Bagi mereka yang sedang melakukan perjalanan jauh, sekitar 48 kilometer atau lebih, Islam memberikan opsi untuk tidak berpuasa. Perjalanan sering kali menguras energi, mengganggu pola istirahat, dan menuntut fokus ekstra.

Musafir boleh mengganti puasanya di hari lain setelah Ramadhan. Namun, jika merasa mampu dan memilih tetap berpuasa, hal itu juga diperbolehkan. Fleksibel, bukan?

2. Lansia: Ketika Tubuh Tak Lagi Seprima Dulu

Menua adalah fase alami kehidupan. Bagi lansia yang secara fisik sudah tidak sanggup berpuasa, mereka tidak diwajibkan menjalankannya.

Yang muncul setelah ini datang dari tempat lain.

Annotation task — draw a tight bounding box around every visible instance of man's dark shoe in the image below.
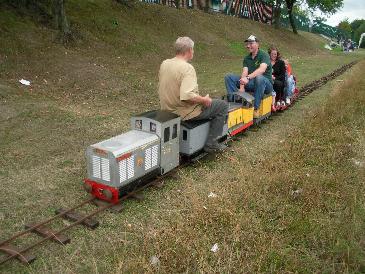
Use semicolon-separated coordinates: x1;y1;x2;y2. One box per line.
204;142;227;153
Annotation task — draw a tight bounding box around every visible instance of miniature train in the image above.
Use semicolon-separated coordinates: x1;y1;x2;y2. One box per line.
84;92;296;203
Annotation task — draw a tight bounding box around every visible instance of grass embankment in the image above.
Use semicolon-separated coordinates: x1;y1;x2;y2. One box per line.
0;0;363;273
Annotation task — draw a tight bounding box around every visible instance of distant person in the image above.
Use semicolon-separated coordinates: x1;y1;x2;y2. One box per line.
158;37;228;152
224;35;273;118
284;60;295;105
268;46;286;108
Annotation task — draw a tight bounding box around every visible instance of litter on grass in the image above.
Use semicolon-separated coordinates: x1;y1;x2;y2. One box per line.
19;79;30;86
150;255;160;266
210;243;219;253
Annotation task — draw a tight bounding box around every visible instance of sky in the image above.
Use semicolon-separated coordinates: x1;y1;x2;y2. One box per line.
324;0;365;27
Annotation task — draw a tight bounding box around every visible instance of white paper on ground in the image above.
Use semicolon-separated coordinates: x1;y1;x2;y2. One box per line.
19;79;30;86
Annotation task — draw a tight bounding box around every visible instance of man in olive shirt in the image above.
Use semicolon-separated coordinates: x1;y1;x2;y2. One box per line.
158;37;228;152
224;35;273;117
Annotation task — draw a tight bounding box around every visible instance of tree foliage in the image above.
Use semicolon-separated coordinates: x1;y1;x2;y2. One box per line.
354;20;365;48
285;0;343;34
0;0;74;44
337;18;352;39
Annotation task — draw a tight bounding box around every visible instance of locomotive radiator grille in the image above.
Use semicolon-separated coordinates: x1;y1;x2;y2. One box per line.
152;145;158;167
144;145;158;170
92;155;101;178
144;148;151;170
119;155;134;183
92;155;110;182
127;155;134;179
101;158;110;182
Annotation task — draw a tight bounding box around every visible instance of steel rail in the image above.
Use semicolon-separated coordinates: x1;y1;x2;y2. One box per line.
0;197;96;246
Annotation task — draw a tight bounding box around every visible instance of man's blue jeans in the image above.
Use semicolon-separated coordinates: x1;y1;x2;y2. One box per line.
224;74;273;109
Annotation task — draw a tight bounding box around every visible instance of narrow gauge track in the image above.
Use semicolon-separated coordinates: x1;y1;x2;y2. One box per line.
0;61;357;265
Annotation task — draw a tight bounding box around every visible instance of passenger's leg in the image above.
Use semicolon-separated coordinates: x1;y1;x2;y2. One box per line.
273;80;285;102
224;73;241;102
253;75;267;110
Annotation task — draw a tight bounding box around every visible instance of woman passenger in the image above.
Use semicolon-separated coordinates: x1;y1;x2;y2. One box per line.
268;46;286;108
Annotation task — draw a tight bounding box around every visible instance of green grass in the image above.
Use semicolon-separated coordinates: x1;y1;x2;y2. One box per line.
0;0;365;273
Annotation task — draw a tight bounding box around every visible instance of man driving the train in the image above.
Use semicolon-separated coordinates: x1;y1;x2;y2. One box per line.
158;37;228;152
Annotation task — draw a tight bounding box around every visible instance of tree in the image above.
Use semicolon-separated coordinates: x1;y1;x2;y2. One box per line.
52;0;74;44
337;18;352;39
3;0;74;44
285;0;298;34
285;0;343;34
273;0;283;29
354;22;365;48
350;19;365;31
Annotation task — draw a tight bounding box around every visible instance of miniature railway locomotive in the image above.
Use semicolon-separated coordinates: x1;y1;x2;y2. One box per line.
85;92;278;203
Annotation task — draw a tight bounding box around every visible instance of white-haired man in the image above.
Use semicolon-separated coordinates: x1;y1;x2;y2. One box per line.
158;37;228;152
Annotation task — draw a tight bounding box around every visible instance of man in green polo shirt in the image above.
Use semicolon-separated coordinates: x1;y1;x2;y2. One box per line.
224;35;273;117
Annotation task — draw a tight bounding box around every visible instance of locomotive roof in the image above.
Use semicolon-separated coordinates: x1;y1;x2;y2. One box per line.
135;110;179;123
91;130;159;157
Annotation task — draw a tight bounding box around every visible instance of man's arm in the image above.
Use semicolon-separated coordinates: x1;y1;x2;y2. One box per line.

Sebagai pengganti, mereka dapat membayar fidyah, memberi makan orang miskin sejumlah hari puasa yang ditinggalkan. Sebuah bentuk ibadah yang tetap menghadirkan nilai sosial dan kepedulian.

3. Ibu Hamil dan Menyusui: Dua Nyawa, Satu Prioritas

Kehamilan dan masa menyusui adalah periode yang membutuhkan asupan nutrisi optimal. Jika seorang ibu khawatir puasa dapat berdampak pada kesehatan dirinya atau sang buah hati, ia diperbolehkan untuk tidak berpuasa.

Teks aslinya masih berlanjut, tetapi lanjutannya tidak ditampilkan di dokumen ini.